E. Pauline Johnson: Poetry

Stage career

E. Pauline Johnson posing in her "Indian" costumeE. Pauline Johnson (Tekahionwake), [ca. 1900] - June 1929

During the 1880s, Johnson wrote and performed in amateur theatre productions. She enjoyed the Canadian outdoors, where she travelled by canoe. Shortly after her father's death in 1884, the family rented out Chiefswood. Johnson moved with her widowed mother and sister to a modest home in Brantford. She worked to support them all, and found that her stage performances enabled her to make a living. Johnson supported her mother until her death in 1898.[5]

The Young Men's Liberal Association invited Johnson to a Canadian authors evening in 1892 at the Toronto Art School Gallery. The only woman at the event, she read to an overflow crowd, along with poets including William Douw Lighthall, William Wilfred Campbell, and Duncan Campbell Scott. "The poise and grace of this beautiful young woman standing before them captivated the audience even before she began to recite—not read, as the others had done"—her "Cry from an Indian Wife". She was the only author to be called back for an encore. "She had scored a personal triumph and saved the evening from turning into a disaster."[13] The success of this performance began the poet's 15-year stage career.

Johnson was signed up by Frank Yeigh, who had organized the Liberal event. He gave her the headline for her first show on 19 February 1892, where she made her debut with a new poem written for the event, "The Song My Paddle Sings".

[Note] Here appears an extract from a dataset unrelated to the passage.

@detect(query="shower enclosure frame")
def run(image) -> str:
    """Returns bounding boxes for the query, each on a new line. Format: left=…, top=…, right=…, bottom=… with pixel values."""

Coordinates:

At 31 years old, Johnson was perceived as a young and exotic Native beauty.[12] After her first recital season, she decided to emphasize the Native aspects of her public persona in her theatrical performances. Johnson created a two-part act that would confound the dichotomy of her European and Indigenous background. In act one, Johnson would come out as Tekahionwake, the Mohawk name of her great-grandfather, wearing a costume that served as a pastiche and assemblage of generic "Indian" objects that did not belong to one individual nation. But, her costume from 1892 to 1895 included items she had received from Mohawk and other sources, such as scalps inherited from her grandfather that hung from her wampum belt, spiritual masks, and other paraphernalia.[14] During this act she would recite dramatic "Indian" lyrics.

At intermission, she changed into fashionable English dress. In act two, she came out as a pro North West Mounted Police (now known as the RCMP) Victorian English woman to recite her "English" verse.[13] Many of the items on her native dress were sold to museums such as the Ontario Provincial Museum, or to collectors such as the prominent American George Gustav Heye.[15] Upon her death she willed her "Indian" costume to the Museum of Vancouver.

There are many interpretations of Johnson's performances. The artist is quoted saying "I may act till the world grows wild and tense". Her shows were tremendously popular. She toured all across North America with her friend and fellow performer, and later business manager, Walter MacRaye. Her popularity was part of the immense interest by European Americans and Europeans in Indigenous peoples throughout the 19th century; the 1890s were also the period of popularity of Buffalo Bill's Wild West show and ethnological aboriginal exhibits.[12]